Closed StefanKarpinski closed 11 years ago
I personally think both modules should be loaded by default.
I don't think that is too much to load by default. I would love to have a completely MIT/BSD licensed system (ignoring the issue of readline for the time being) - and for that purpose, FFTW and GLPK would end up being packages. We can probably try to use the linprog written by @mlubin for the package manager.
It should be fairly easy to move sparse.jl into base, and keep the rest of the suitesparse stuff as a package.
@dmbates I can move sparse.jl to base once you give a green signal.

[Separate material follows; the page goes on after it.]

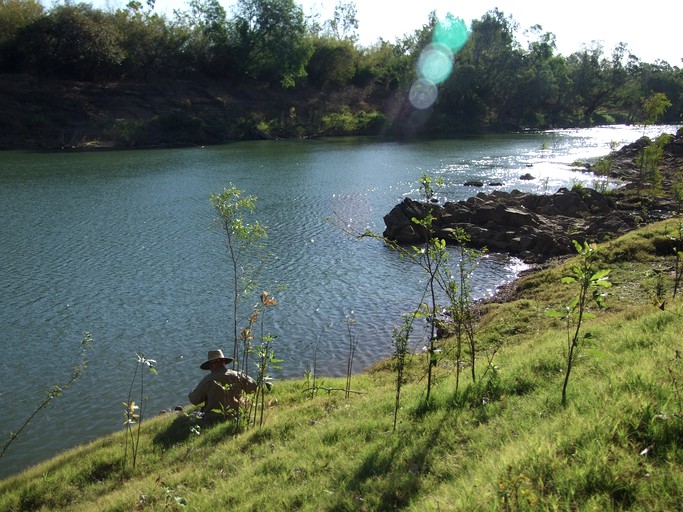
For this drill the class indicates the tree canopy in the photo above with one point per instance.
(495, 83)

BTW, it should be easy to implement a naive simplex method for the use of the package manager. It would be nice if the package manager was self-contained, and did not depend on external libraries.
Here is one possible implementation that we can translate quickly, assuming it meets all of the requirements of Pkg
:
http://kom.aau.dk/~borre/matlab/strang/linprog.m
@ViralBShah Moving sparse.jl into base is fine with me. For the most part I am working on suitesparse.jl and arpack.jl
I would recommend against a naive simplex implementation. It really takes a lot of work to make the implementation numerically stable. The particular code you linked to has a number of issues (for example, explicitly maintaining the (dense) inverse of a (sparse) matrix!). @IainNZ and I are considering writing a real interface to Clp in the near future, which should really be used for the default linprog implementation.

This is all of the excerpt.